Why clear out the remote directory?

This is a part that is specific to me - I have limited space on the cloud server, and cannot move the files from their locations. This system allows me to copy any assortment of files, have them download automatically, then delete them from the ‘sync’ folder.

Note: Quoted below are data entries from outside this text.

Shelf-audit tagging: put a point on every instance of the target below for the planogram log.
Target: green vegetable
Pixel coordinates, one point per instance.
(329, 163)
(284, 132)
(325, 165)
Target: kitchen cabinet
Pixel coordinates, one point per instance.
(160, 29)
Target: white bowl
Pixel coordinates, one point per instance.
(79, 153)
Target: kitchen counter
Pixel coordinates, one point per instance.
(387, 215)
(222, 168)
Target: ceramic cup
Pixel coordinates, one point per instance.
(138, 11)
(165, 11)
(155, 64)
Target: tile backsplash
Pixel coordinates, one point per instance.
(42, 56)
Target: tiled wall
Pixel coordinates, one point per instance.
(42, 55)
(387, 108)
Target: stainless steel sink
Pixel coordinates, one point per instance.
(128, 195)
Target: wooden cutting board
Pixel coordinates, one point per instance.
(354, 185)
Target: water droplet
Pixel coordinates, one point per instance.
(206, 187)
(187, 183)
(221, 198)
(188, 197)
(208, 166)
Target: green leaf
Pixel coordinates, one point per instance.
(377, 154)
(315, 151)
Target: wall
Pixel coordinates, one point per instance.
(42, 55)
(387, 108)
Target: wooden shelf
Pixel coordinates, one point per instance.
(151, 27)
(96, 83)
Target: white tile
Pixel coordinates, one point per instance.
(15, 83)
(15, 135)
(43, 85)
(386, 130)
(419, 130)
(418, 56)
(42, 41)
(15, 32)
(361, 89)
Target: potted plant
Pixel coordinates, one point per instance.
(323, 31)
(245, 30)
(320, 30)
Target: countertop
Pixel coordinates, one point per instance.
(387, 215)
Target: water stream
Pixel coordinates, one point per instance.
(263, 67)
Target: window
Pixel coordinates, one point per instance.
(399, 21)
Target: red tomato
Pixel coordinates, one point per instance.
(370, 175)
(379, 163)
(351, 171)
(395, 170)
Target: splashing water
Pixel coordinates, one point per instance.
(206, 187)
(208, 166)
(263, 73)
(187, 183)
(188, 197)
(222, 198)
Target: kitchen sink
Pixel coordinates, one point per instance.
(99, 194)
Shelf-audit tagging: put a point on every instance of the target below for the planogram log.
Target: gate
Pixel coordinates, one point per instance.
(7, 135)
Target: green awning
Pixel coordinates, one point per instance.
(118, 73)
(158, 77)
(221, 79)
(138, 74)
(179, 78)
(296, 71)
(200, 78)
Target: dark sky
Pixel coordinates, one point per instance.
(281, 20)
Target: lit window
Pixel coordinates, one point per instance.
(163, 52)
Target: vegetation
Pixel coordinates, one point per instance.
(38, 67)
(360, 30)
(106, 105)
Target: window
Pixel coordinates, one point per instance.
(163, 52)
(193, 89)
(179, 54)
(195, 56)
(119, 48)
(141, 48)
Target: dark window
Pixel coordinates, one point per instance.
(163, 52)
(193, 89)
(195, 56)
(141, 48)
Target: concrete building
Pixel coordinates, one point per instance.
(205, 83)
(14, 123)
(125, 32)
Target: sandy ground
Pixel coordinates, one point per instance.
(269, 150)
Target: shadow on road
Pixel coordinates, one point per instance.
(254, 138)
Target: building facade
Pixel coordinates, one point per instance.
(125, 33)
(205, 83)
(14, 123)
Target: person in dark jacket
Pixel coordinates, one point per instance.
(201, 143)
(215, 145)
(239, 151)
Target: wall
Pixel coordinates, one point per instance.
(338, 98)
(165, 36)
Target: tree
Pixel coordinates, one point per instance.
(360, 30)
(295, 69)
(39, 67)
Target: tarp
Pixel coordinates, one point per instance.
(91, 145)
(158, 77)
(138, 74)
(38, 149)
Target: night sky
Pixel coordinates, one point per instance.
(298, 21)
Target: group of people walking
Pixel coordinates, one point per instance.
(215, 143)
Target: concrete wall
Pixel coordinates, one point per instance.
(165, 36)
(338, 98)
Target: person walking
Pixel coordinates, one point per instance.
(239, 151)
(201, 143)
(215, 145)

This may not apply to you, or you might want to manually remove the files from the $REMOTE_PATH. If this is the case, remove the lines:

else
    ssh $REMOTE_USER@$SERVER rm -r "$REMOTE_PATH/*" > /dev/null 2>&1 || true

That way, if rsync completes the script does nothing. If it fails, it still writes to the log.

Why evaluate to true?

It’s a habit of mine to set -e, so that if something fails the script stops. There are one or two commands I don’t mind failng, like ssh... rm and rsync (if it fails and exits it won’t write to the log).

Thanks

Ben Cane’s article gave me the idea on how to implement a PIDFILE.